Özel Haber

Uzmanlar, alınan kararların piyasayı ucuzlatmayacağı görüşünde...

Abone Ol

   Bakanlar Kurulu’nun döviz artışından kaynaklanan olumsuzlukları gidermeye yönelik aldığı tedbirler paketine “yetersiz, sorunu çözmez” şeklinde büyük tepkiler var.

   Alınan kararların piyasayı ucuzlatmayacağı görüşünü dile getiren yurttaşlar, sosyal medyadan yaptıkları paylaşımlarda geçim derdine vurgu yaptı.

   TUTDER Başkanı Engin Yeşilada, hükümetin “önlem” adı altında aldığı kararların piyasası ucuzlatmaya yaramayacağını belirtti. 

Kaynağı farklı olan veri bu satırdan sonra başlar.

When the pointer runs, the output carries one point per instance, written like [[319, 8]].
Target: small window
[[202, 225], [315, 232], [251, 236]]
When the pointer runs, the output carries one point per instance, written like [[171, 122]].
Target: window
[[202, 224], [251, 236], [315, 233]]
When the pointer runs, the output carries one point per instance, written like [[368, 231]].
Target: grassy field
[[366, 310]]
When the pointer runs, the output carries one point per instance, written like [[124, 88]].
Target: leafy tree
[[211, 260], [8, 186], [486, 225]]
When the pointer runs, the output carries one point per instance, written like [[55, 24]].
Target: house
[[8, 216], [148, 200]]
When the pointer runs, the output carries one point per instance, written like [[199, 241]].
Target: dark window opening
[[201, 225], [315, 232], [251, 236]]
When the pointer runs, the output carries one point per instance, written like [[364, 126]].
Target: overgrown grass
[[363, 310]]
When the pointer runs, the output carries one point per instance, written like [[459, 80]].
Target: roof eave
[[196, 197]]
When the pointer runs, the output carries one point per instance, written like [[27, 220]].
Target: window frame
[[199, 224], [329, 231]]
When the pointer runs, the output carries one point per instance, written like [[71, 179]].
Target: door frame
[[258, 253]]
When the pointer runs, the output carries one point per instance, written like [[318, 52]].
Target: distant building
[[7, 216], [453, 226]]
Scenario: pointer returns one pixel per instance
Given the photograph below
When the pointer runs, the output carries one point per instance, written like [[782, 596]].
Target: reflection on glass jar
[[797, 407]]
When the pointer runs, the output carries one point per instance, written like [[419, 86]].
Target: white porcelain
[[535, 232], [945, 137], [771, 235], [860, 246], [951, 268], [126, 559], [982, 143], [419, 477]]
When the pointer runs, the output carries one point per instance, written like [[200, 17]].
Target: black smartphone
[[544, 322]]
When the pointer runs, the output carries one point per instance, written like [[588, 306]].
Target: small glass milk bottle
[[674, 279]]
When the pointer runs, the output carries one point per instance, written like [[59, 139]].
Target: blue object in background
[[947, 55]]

  Ekonomist Göksel Saydam ise hükümetin aldığı tedbirlerin asla pahalılığı kontrol altına alacak bir paket olmadığının altını çizerek, Türk Lirası’nın değer kaybının yarattığı alım gücü zafiyetini bir milim bile etkilemeyeceğini vurguladı

Saydam: Halkla dalga geçiliyor

   Ekonomist Göksel Saydam, hükümetin aldığı tedbirlerin asla pahalılığı kontrol altına alacak bir paket olmadığının altını çizerek, Türk Lirası’nın değer kaybının yarattığı alım gücü zafiyetini bir milim bile etkilemeyeceğini vurguladı.

   Paketin hazırlanma sebebinin dövizin yarattığı pahalılığı hafifletmek olduğuna dikkat çeken Saydam, pakete çok az önem verildiğini belirtti. 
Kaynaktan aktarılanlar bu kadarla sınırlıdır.